Kentucky ER doctor says meth overdoses becoming growing problem as opiates level off
The number of methamphetamine overdoses coming into the University of Kentucky's emergency department is climbing dramatically, according to one emergency room doctor.
"I think the brand we see seems to be more potent and the patients are very labor intensive," UK emergency room Dr. Charles Eckerline told WKYT Investigates. "They come in very agitated, very stimulated. They require sedation, oftentimes restraints and usually a prolonged period of observation before it's safe to be discharged. So they tie up an inordinate amount of emergency medicine."
Methamphetamine has been a popular drug for a long time, but recently, the state crime lab said meth, or the more potent "crystal meth" has overtaken heroin in Kentucky.
Last year, methamphetamine contributed to more than double of 2017's total -- in about 29 percent of deaths.
Eckerline also said patients who overdose on meth cause a different kind of reaction in the ER.
"These patients are a potential threat to themselves as well as the staff. So they often require physical or chemical restraint until they can wear off the drug and get back to their normal self," he said.

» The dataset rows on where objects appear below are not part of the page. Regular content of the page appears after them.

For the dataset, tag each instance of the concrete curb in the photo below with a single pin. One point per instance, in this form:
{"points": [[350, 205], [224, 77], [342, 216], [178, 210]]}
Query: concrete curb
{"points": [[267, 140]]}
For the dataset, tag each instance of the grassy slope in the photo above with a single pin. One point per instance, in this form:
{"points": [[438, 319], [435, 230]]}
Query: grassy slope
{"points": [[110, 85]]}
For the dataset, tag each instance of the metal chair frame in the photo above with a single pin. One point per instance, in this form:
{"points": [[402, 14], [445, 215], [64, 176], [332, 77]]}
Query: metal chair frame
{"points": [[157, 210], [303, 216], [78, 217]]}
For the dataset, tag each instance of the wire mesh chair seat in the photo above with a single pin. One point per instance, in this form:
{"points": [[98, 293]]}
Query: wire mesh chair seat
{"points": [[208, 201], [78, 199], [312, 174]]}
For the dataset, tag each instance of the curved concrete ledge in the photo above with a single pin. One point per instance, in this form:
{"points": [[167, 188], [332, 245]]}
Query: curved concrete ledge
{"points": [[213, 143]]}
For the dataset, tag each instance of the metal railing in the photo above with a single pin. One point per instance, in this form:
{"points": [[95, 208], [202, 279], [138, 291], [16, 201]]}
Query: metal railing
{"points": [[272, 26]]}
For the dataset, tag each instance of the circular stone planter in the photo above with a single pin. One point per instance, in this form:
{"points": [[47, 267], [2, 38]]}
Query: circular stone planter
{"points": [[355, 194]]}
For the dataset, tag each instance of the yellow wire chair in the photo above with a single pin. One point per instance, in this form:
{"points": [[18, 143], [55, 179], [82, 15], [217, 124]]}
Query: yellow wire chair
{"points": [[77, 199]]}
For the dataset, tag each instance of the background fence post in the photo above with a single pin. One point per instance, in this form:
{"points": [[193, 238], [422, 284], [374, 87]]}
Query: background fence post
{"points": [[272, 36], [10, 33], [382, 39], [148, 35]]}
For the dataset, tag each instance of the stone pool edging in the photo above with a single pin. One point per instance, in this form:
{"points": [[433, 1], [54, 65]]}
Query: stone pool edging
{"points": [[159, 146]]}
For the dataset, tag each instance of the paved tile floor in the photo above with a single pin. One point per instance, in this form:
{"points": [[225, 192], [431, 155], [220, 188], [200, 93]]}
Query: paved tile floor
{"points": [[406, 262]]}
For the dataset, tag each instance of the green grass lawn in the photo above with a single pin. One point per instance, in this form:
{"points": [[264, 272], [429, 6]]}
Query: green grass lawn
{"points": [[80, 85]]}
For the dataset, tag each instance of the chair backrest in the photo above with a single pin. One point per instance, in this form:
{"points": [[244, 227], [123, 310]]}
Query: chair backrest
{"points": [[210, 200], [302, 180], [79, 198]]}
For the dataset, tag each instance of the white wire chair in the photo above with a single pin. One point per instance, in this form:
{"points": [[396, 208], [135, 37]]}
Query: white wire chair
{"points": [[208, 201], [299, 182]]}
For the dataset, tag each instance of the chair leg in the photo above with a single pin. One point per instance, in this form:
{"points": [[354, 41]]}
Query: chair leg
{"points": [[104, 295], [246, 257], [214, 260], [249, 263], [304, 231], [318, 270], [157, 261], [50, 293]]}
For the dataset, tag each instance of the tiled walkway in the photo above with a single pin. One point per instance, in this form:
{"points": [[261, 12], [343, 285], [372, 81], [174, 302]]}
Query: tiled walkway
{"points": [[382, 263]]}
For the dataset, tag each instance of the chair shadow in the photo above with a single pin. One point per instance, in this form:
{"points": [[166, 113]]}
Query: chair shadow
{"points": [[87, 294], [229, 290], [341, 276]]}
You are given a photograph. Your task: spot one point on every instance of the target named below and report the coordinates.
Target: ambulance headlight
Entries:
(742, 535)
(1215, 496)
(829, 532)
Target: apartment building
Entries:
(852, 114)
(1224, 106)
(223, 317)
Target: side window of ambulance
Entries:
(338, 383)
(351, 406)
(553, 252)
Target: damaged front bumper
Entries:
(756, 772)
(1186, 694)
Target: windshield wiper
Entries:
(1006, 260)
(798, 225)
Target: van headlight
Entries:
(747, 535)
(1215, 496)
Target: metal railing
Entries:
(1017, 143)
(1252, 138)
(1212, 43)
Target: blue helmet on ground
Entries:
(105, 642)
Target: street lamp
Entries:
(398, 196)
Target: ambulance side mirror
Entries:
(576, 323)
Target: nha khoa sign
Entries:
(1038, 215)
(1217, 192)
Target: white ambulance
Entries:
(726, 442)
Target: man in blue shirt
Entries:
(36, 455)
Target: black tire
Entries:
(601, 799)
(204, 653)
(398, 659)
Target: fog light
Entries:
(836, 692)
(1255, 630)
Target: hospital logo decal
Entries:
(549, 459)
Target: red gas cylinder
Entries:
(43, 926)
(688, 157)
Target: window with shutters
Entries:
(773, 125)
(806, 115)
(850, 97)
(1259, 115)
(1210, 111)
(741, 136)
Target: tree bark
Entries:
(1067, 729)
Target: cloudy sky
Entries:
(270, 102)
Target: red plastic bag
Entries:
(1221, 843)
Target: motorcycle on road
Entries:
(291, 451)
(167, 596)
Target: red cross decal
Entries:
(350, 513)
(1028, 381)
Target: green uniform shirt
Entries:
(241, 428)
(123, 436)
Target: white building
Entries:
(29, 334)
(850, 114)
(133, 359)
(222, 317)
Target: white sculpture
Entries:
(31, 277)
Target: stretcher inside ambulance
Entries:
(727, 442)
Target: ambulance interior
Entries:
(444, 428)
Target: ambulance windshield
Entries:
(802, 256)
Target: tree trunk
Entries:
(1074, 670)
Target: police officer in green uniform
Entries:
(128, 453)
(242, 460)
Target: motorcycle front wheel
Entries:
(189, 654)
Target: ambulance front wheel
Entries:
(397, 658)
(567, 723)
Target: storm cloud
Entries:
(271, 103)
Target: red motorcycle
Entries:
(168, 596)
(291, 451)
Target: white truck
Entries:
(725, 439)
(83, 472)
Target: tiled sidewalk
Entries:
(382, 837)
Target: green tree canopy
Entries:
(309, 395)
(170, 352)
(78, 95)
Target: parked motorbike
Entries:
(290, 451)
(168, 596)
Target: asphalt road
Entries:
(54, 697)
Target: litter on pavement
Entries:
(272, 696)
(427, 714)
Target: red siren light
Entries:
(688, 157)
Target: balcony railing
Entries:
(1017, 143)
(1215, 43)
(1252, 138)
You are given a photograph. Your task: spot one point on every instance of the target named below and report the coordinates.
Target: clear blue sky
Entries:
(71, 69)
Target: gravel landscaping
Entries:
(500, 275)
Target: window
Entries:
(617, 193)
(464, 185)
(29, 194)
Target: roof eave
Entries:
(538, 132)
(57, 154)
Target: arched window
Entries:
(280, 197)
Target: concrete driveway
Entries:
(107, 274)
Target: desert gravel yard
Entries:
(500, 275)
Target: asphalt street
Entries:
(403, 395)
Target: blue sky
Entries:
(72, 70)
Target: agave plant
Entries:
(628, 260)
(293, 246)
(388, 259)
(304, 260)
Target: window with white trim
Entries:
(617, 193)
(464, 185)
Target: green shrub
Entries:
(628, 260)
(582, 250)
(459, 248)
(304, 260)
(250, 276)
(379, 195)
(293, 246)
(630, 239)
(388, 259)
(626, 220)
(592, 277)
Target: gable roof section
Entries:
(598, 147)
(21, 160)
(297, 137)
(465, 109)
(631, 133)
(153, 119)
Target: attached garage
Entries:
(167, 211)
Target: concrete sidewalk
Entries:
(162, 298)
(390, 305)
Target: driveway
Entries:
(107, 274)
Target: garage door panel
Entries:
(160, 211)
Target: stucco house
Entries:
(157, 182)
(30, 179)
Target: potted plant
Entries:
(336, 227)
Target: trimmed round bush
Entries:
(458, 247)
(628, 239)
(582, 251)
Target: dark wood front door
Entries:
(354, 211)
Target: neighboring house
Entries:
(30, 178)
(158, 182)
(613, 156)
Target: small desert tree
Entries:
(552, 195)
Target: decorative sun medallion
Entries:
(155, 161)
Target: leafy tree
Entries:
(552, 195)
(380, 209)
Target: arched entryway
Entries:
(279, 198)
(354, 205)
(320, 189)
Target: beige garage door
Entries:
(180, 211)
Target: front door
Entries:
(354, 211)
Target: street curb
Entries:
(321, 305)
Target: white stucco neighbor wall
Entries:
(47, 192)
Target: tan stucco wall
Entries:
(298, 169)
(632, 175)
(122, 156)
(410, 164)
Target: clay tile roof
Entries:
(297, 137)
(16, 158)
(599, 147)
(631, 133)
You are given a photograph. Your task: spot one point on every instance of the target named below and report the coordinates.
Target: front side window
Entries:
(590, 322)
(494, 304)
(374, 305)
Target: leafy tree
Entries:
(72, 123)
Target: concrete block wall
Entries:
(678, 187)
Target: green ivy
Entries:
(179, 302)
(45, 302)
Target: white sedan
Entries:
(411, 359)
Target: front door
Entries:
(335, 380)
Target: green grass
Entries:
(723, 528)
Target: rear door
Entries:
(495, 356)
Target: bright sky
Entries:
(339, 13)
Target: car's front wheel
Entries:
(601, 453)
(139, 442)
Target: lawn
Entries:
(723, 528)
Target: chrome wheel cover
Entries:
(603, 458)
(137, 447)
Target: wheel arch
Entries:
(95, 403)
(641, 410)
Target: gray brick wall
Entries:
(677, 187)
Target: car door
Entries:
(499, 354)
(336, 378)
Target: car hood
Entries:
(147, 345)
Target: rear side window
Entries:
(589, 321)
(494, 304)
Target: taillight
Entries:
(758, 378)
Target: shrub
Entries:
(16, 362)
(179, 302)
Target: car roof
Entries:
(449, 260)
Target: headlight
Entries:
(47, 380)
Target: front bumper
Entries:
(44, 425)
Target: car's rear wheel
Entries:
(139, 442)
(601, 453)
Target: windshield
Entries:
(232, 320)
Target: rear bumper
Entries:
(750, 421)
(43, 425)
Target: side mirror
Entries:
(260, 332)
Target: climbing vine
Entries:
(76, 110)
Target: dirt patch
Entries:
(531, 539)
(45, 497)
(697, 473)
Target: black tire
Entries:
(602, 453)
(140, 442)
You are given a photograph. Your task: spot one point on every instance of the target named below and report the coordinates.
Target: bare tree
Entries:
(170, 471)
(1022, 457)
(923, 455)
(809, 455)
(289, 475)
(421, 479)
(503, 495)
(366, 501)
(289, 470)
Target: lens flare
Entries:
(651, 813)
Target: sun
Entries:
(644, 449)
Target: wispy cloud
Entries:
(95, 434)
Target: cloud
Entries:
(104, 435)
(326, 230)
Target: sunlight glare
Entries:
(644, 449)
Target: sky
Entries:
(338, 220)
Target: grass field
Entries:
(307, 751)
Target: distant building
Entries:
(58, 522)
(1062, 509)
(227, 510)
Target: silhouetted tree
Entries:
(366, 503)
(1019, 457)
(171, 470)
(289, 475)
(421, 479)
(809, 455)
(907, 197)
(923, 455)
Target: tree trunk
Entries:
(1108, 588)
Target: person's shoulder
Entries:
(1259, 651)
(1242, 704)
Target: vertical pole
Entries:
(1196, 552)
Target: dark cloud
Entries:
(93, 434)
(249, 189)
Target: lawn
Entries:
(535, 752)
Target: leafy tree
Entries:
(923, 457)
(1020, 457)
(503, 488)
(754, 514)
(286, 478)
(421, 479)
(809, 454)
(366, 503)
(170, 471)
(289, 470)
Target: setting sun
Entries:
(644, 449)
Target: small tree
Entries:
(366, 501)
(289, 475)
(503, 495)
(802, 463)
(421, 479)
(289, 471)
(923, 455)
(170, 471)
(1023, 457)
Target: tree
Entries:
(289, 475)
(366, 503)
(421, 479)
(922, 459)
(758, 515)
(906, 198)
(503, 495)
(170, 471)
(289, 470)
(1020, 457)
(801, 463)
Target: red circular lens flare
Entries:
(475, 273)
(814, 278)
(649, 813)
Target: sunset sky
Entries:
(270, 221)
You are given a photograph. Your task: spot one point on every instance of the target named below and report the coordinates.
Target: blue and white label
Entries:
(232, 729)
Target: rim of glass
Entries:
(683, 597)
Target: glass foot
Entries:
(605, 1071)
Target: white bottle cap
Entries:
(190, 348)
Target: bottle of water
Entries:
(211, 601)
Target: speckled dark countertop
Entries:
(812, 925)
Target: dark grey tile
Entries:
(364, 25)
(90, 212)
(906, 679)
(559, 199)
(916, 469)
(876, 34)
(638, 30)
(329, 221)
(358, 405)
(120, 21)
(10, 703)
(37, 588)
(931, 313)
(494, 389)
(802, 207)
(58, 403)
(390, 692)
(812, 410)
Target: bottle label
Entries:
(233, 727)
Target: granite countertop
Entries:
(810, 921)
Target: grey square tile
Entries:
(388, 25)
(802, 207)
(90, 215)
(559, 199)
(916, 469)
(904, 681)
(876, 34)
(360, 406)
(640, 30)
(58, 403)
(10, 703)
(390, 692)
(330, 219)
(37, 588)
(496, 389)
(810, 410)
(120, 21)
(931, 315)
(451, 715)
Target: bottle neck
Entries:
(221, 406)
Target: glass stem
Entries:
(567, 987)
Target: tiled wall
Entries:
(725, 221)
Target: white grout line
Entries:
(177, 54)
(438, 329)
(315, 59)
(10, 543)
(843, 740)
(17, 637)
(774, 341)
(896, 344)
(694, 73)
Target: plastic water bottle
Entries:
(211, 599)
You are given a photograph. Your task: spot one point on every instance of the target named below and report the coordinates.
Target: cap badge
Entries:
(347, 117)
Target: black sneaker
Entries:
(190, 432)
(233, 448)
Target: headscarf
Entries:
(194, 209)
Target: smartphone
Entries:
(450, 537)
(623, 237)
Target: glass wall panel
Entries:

Dr. Eckerline sat down with WKYT Investigates in the summer of 2016 when carfentanyl was hitting Lexington streets. Now, he said opioid overdoses seem to be leveling off, peaking in 2017. But Eckerline said opioid overdoses are far from gone.
"We're still seeing lots and lots of opioid ingestions, and we're seeing fatal ingestions, and unfortunately, we see a lot of fatal ingestions."
Eckerline said during his career he has seen most drug epidemics burn themselves out, but the opioid epidemic has been especially troubling despite it being past its peak.